Almost every detail about the Mudhouse Mansion is riddled with mystery, which is perhaps what made the building so attractive to ghost hunters and thrill-seekers. It was built sometime in the late 1800s on a little hill in Lancaster, Ohio, and sold in the 1920s to the Hartman family, who are still the owners of the property—though the family name switched with Lulu Hartman-Mast’s inheritance. Sometime in the 1930s, the house slipped into abandonment, and in the ensuing years reportedly played host to transients and traveling hippies. Like any derelict home—especially one so ominous—the Mudhouse Mansion of Ohio soon gave way to numerous creepy tales.

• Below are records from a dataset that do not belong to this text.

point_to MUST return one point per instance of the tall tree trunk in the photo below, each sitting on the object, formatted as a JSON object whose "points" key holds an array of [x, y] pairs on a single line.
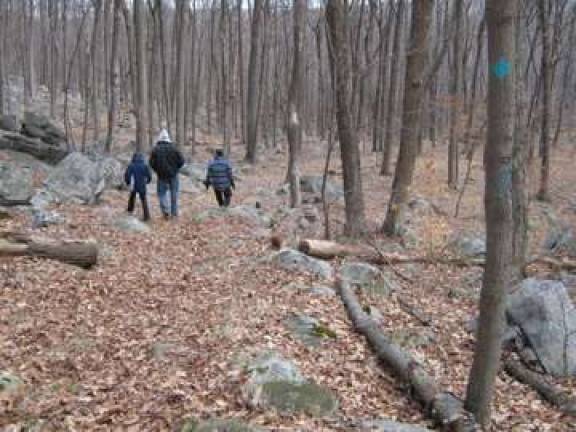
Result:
{"points": [[544, 7], [336, 16], [392, 94], [294, 122], [180, 83], [453, 148], [112, 76], [141, 106], [413, 95], [498, 202], [252, 96]]}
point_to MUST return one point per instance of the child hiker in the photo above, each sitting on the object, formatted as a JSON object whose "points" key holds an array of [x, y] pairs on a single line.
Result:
{"points": [[138, 174], [219, 176]]}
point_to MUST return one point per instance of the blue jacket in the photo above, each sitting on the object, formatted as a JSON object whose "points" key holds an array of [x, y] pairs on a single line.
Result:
{"points": [[219, 174], [138, 174]]}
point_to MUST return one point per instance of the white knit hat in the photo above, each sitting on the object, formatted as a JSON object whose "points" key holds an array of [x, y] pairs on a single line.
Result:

In fact, just about the only thing that is certain about the mysterious estate is that it was demolished on September 21, 2015, at the instruction of current owner, Jeanne Mast. Over time, the burden of owning a home laden with folklore became too much for Jeanne, who often watched for trespassers herself, or would hire informal guards to keep out would-be legend trippers. Yet despite the threat of prosecution, the Mudhouse Mansion was frequently subject to break-ins and vandalism. By the time of its demolition in 2015, all of its windows had been smashed and a fire had been set on the main floor, causing serious structural damage.
The dark tales that fueled the public’s fascination with the old building are legion, and run the gamut from the ghostly to the ghastly. One such tale speaks of an abusive post-Civil War era slave owner who lived on the property—odd, given that Ohio was never a slave-owning state. The violent master apparently went too far with his abuse. One night, a servant escaped his quarters and maneuvered through a series of underground chambers that led to the home’s basement. He entered the home and murdered the slave owner while he slept, alongside his entire family.

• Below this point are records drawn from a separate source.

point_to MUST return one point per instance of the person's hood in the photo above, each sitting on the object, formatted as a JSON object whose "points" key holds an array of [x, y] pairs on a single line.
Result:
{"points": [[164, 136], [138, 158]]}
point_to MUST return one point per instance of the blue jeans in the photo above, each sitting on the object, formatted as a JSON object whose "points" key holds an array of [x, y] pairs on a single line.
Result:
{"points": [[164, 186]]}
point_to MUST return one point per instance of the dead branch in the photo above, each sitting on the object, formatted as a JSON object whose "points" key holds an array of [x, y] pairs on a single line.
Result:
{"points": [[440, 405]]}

The Mudhouse was also rumored to be the original home of the infamous urban legend . Though this well-known urban legend pales in comparison to the mansion’s other grisly ghost story. So it goes, a family moved into the Mudhouse one day; they were seen unloading their belongings. But after the last box went in, the entire family disappeared behind the closed door of their house. Neighbors presumed the new arrivals simply preferred to keep to themselves, but after not seeing any activity for some time, they called the police. This is where the story gets creepy—even if its origins are dubious. Upon entering the quiet home, police found the entire family hanging from the ceiling, dressed completely in white.

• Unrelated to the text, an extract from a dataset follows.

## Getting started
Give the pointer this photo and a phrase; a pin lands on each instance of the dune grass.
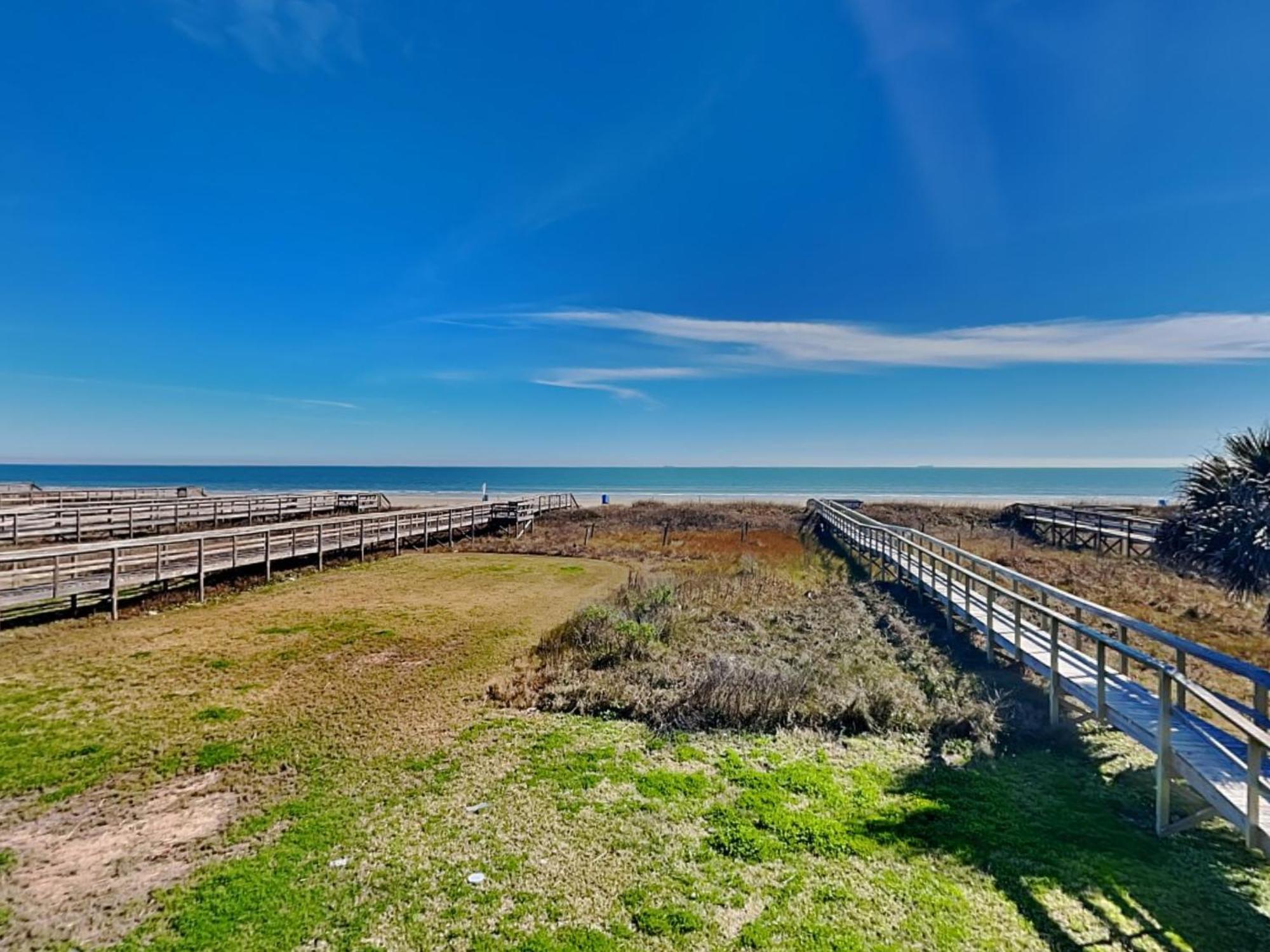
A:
(369, 797)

The Mudhouse Mansion, with its large windows and imposing brick facade, provided the perfect backdrop to such ghastly tales. Ultimately, the Mast family could not live with the liability of owning such a hazardous—and alluring—property. So they arranged for its demolition last September.
Many locals mourned the loss of what they considered to be a historic structure. Others were sad to lose such a haunting locale. The Mudhouse Mansion is gone now, but its ghost stories remain, lingering in our memory.